Updated

The U.S. job market sprung back last month from a hurricane-induced slowdown as nonfarm employers added 215,000 workers, according to a government report on Friday that showed the economy on solid ground.

In its monthly employment report, the Labor Department also said the unemployment rate held steady in November at 5 percent.

"This fits with an economy which is just humming along here at close to potential," said Kathleen Stephansen, director of global economics at Credit Suisse First Boston in New York.

The report nearly matched expectations in financial markets, which showed little reaction. Wall Street economists had expected payrolls to expand by 210,000 workers in November, with no change in the jobless rate.

Economists said the picture the report offered of the economy was consistent with expectations the Federal Reserve would bump interest rates up further at upcoming meetings later this month and in January.

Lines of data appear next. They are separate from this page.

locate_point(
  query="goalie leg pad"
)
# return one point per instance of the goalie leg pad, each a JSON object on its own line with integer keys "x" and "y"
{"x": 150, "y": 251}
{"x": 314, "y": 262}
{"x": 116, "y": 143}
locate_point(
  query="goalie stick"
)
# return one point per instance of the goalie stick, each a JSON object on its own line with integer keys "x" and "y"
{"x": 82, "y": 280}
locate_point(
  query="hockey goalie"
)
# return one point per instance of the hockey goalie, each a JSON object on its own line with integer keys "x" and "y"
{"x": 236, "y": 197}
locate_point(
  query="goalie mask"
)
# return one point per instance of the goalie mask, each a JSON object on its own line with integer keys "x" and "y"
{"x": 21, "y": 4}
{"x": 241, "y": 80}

"It leaves the Fed right on course," said Steven Wieting, senior economist at Citigroup in New York. "There's really nothing here to dissuade them from bringing rates up to at least neutral levels" that neither spur nor inhibit growth.

The Fed has raised benchmark overnight rates 12 times over the past 17 months, bringing them to 4 percent from a basement level 1 percent.

The jobs report was the latest in a string of data that economists said underscored the resilience of the economy.

"Despite the disruptions of Hurricanes Katrina, Rita, and Wilma, economic activity appears to be expanding at a reasonably good pace as we head into 2006," Fed Chairman Alan Greenspan said in taped remarks to a conference in Philadelphia.

While the November employment gains were robust and widespread across industries, the report showed the job market has yet to fully recoup the ground lost since a series of hurricanes battered the U.S. Gulf Coast in late summer.

The department revised up its measure of employment for hurricane-ravaged September, saying payrolls expanded by 17,000 workers. Previously, it had reported they had shrunk 8,000.

However, job growth in October was a bit weaker than first thought as employers brought on only 44,000 new workers, not the 56,000 the department had reported a month ago.

Over the past three months, job growth has averaged just 92,000 a month, well below the 196,000 average for the first eight months of the year.

"The employment total is more or less fine but other indications were on the soft side," said Pierre Ellis, senior economist at Decision Economics in New York.

One weak spot was a decline in the length of the average workweek, which dipped to 33.7 hours from 33.8 hours in October.

Average hourly earnings rose 3 cents to $16.32 in November, building on an upwardly revised 10-cent gain in October.

While the latest data suggested October's pay spike was an aberration, the year-on-year earnings increase moved up to 3.2 percent, the biggest 12-month rise since March 2003.

Manufacturers added 11,000 workers in November after adding 15,000 in October to mark the first back-to-back gains in factory employment in more than a year.

Construction firms added 37,000 new workers last month after adding 35,000 in October.

"Some of the recent job gains in construction reflect rebuilding and clean-up efforts following hurricanes Katrina, Rita, and Wilma," Bureau of Labor Statistics Commissioner Kathleen Utgoff said in a statement.